What's Now Possible For You
Immediate Applications
Academic Work:
- Research papers as interactive experiences
- Presentations that readers can explore
- Portfolio of work that stands out
Personal Projects:
- Ideas you've had but thought were "too technical"
- Side projects you can ship in weekends
- Tools that solve your own problems
Career:
- Professional presence beyond social media
- Demonstrated ability to build and ship
- Portfolio of actual artifacts, not just descriptions
Creative Expression:
- Art projects with interactive elements
- Storytelling in new formats
- Experiments you couldn't do before
The Barrier That Fell
Before: "I have an idea, but I'm not technical enough to build it"
Now: "I have an idea, I can describe it, therefore it can exist"
The bottleneck shifted from technical skill to clarity of vision.

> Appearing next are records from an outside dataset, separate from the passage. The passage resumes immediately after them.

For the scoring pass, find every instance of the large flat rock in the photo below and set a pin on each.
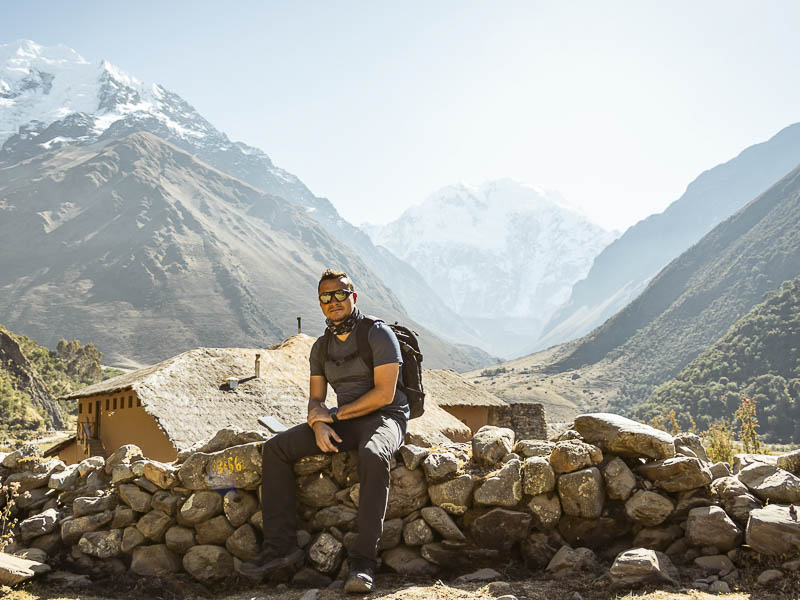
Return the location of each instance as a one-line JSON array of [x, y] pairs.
[[773, 530], [14, 570], [624, 437]]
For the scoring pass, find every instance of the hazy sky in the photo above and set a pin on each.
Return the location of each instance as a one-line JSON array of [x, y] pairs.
[[375, 105]]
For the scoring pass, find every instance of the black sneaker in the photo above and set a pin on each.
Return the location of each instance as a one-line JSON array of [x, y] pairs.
[[360, 581], [269, 561]]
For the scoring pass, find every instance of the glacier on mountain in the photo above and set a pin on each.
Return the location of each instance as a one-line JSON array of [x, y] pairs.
[[501, 250]]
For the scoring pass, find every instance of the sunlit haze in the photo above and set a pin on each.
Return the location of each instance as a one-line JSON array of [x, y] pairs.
[[376, 105]]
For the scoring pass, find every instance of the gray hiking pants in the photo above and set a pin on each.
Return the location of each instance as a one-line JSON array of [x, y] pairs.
[[376, 437]]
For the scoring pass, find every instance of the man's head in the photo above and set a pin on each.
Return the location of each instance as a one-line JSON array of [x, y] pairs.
[[333, 284]]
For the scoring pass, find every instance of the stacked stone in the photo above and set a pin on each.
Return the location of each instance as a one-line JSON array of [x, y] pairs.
[[633, 494]]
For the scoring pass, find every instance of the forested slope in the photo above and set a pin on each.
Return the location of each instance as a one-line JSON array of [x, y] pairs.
[[32, 377], [758, 358]]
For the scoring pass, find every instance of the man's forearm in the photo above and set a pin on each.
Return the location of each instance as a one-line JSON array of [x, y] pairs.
[[317, 411], [368, 403]]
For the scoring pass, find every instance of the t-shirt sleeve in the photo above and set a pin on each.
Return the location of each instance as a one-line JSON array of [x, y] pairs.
[[384, 344], [315, 358]]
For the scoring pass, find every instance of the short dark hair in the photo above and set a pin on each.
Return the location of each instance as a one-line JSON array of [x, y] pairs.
[[334, 274]]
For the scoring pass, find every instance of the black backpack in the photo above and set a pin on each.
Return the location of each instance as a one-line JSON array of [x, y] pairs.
[[409, 350]]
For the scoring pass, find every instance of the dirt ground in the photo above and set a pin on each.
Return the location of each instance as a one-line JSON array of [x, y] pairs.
[[389, 587]]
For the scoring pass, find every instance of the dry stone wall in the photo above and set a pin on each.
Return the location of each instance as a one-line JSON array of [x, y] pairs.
[[609, 491], [525, 418]]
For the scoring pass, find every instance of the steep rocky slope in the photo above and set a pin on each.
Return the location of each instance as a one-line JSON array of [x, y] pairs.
[[684, 310], [140, 248], [51, 97]]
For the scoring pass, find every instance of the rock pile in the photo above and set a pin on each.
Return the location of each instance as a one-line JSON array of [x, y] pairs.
[[609, 489]]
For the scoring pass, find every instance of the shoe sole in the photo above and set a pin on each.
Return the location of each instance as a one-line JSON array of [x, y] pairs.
[[355, 585]]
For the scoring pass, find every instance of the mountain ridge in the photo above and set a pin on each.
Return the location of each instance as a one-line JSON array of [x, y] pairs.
[[503, 255], [124, 105], [126, 236], [624, 268]]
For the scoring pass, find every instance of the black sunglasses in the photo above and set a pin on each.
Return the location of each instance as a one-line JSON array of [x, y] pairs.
[[339, 295]]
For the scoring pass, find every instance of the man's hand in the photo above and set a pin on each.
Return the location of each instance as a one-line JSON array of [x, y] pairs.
[[325, 435], [318, 413]]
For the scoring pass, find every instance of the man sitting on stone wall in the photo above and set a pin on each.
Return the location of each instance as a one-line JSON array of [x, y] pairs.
[[371, 416]]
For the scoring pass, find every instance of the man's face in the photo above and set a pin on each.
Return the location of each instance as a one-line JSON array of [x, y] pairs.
[[336, 310]]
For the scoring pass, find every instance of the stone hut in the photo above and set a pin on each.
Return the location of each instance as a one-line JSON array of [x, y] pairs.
[[468, 403], [168, 407]]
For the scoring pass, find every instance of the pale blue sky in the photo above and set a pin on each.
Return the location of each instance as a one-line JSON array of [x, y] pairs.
[[618, 105]]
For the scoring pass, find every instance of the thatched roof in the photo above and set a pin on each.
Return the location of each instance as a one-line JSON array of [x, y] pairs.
[[188, 396], [449, 389]]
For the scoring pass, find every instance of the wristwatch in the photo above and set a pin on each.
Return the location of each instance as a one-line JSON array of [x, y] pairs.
[[333, 415]]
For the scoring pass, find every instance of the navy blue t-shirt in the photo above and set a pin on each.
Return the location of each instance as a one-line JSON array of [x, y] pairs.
[[353, 378]]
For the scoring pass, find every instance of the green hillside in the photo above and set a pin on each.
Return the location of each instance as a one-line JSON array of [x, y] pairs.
[[32, 377], [695, 299], [757, 358]]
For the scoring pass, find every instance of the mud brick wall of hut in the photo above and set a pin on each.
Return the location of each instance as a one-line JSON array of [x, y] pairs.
[[526, 419]]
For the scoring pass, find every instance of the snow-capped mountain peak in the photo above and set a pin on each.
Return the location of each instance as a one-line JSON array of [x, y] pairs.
[[497, 250], [48, 83]]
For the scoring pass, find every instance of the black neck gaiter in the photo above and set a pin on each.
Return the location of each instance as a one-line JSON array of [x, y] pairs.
[[345, 326]]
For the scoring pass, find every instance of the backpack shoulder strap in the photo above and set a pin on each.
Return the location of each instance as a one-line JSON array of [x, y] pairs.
[[362, 340], [326, 341]]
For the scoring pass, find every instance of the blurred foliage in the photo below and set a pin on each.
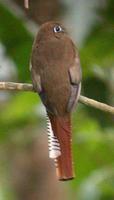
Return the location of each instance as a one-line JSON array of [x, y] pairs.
[[93, 130]]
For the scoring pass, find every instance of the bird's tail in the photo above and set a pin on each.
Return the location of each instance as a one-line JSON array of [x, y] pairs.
[[61, 146]]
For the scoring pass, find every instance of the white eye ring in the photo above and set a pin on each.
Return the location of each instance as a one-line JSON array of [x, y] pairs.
[[57, 29]]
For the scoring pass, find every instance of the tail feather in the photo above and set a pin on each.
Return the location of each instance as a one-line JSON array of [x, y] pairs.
[[61, 127]]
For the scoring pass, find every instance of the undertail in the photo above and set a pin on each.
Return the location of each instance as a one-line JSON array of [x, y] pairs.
[[60, 145]]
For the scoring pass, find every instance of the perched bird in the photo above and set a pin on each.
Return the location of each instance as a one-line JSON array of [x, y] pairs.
[[56, 76]]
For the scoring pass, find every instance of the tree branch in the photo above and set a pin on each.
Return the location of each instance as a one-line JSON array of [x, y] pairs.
[[82, 99]]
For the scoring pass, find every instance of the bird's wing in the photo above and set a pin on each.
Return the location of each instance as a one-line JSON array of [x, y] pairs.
[[75, 76]]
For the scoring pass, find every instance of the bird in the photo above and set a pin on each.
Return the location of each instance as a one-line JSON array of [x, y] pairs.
[[56, 76]]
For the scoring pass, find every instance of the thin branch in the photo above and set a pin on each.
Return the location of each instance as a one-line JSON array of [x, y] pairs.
[[82, 99]]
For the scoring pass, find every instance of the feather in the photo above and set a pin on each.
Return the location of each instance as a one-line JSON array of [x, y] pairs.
[[53, 143], [61, 127]]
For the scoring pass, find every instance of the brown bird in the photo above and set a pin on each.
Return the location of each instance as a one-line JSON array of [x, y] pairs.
[[56, 76]]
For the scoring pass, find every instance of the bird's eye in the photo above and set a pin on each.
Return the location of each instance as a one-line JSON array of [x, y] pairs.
[[57, 29]]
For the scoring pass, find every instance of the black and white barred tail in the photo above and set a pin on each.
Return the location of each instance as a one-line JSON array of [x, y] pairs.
[[53, 143]]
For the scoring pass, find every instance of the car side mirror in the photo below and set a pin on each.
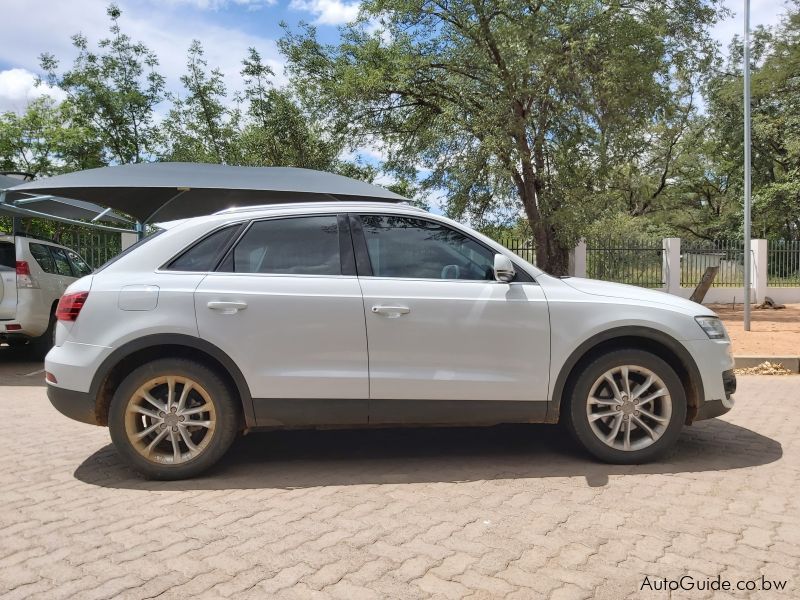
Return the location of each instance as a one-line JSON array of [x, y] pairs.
[[503, 268]]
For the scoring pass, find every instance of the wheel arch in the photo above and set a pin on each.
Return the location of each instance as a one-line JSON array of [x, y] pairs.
[[637, 337], [126, 358]]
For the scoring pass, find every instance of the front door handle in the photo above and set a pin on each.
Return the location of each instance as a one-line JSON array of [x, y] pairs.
[[227, 308], [391, 311]]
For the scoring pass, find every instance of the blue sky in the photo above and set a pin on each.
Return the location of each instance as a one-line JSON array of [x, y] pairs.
[[226, 28]]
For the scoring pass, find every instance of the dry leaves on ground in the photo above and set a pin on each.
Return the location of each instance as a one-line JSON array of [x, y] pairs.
[[765, 368]]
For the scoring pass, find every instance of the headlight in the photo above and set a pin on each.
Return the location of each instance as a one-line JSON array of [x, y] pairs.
[[713, 327]]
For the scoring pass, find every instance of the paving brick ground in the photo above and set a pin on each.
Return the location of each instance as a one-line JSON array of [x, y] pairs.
[[510, 512]]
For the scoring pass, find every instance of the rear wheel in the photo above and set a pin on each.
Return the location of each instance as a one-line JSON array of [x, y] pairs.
[[627, 407], [173, 419]]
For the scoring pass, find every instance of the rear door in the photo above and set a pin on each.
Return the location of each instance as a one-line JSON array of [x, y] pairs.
[[285, 305], [8, 280]]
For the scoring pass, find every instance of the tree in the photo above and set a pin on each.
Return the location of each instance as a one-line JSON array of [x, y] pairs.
[[113, 92], [46, 140], [201, 127], [529, 105], [277, 132]]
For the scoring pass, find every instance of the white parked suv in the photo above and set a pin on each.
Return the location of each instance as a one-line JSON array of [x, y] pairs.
[[33, 275], [354, 314]]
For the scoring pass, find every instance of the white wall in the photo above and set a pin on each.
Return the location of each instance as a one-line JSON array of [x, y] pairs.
[[725, 295]]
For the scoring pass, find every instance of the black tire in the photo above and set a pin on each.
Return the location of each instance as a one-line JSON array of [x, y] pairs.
[[226, 407], [40, 346], [577, 398]]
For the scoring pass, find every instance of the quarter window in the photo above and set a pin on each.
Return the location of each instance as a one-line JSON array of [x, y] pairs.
[[62, 263], [203, 256], [294, 246], [8, 257], [79, 266], [401, 246], [43, 257]]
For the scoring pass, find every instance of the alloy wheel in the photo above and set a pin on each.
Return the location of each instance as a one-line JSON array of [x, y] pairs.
[[170, 420], [629, 407]]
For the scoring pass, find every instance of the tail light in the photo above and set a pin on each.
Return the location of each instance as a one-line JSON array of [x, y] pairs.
[[24, 277], [70, 305]]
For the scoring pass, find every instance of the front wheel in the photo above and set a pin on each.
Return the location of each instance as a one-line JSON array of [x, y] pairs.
[[173, 419], [626, 407]]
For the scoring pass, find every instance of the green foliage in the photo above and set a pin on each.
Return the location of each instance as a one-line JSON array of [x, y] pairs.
[[46, 139], [112, 91], [505, 104], [200, 127]]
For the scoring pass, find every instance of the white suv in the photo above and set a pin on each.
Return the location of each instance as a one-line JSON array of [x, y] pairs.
[[33, 274], [354, 314]]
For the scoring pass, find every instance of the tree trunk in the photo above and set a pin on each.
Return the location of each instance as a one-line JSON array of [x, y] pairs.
[[551, 255]]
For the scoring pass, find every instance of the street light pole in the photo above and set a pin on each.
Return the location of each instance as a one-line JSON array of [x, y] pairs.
[[748, 261]]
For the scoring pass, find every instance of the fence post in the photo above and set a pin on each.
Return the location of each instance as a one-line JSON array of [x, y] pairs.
[[127, 240], [760, 275], [579, 260], [672, 264]]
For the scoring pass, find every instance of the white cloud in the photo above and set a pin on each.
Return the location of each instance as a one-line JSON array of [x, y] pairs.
[[221, 4], [165, 31], [18, 88], [762, 12], [328, 12]]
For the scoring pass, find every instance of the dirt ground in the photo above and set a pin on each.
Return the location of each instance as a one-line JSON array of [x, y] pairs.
[[772, 332]]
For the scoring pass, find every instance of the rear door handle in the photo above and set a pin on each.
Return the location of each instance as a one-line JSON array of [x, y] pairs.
[[227, 308], [391, 311]]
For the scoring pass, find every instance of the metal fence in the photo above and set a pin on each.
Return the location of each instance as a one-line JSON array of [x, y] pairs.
[[783, 263], [95, 246], [521, 247], [631, 260], [727, 255]]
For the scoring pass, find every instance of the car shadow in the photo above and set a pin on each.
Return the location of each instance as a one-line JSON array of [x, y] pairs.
[[20, 366], [302, 459]]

If you can clearly describe what you want, you can build it.
Where to Go From Here
Continue Learning
The Build Loop:
- Keep practicing: Describe → Generate → Refine → Deploy
- Build small things regularly
- Get comfortable with iteration
Understand the Medium:
- HTML = structure (what things are)
- CSS = presentation (how things look)
- JavaScript = behavior (how things respond)
- You don't need to master these, just understand the buckets
Resources
AI Assistants:
- Claude.ai (excellent for complex projects)
- ChatGPT (great for quick generation)
- Both have free tiers sufficient for learning
Learning Platforms:
- MDN Web Docs (when you want to understand the code)
- Web.dev (modern web development practices)
- Observable (for interactive data visualization)
Tools & Libraries
Hosting Options:
- GitHub Pages (free, permanent, version controlled)
- Netlify (free tier, drag-and-drop)
- Vercel (free tier, automatic deployments)
Libraries to Explore:
- Chart.js (data visualization)
- D3.js (advanced interactive graphics)
- Tailwind CSS (styling system)
- Alpine.js (lightweight interactivity)
Stay Connected
Questions after the workshop?
Built something cool? Share it with Kyle—he'd love to see what you create.
The Provocation
Final Question
What would you build if you knew the technical barrier didn't exist?
Not "what app would you make?"
But: What idea have you had that felt impossible to express properly in a PDF or PowerPoint?
That's what's now possible.
The medium changed. The tools changed. The barrier fell.
What will you express now that you couldn't before?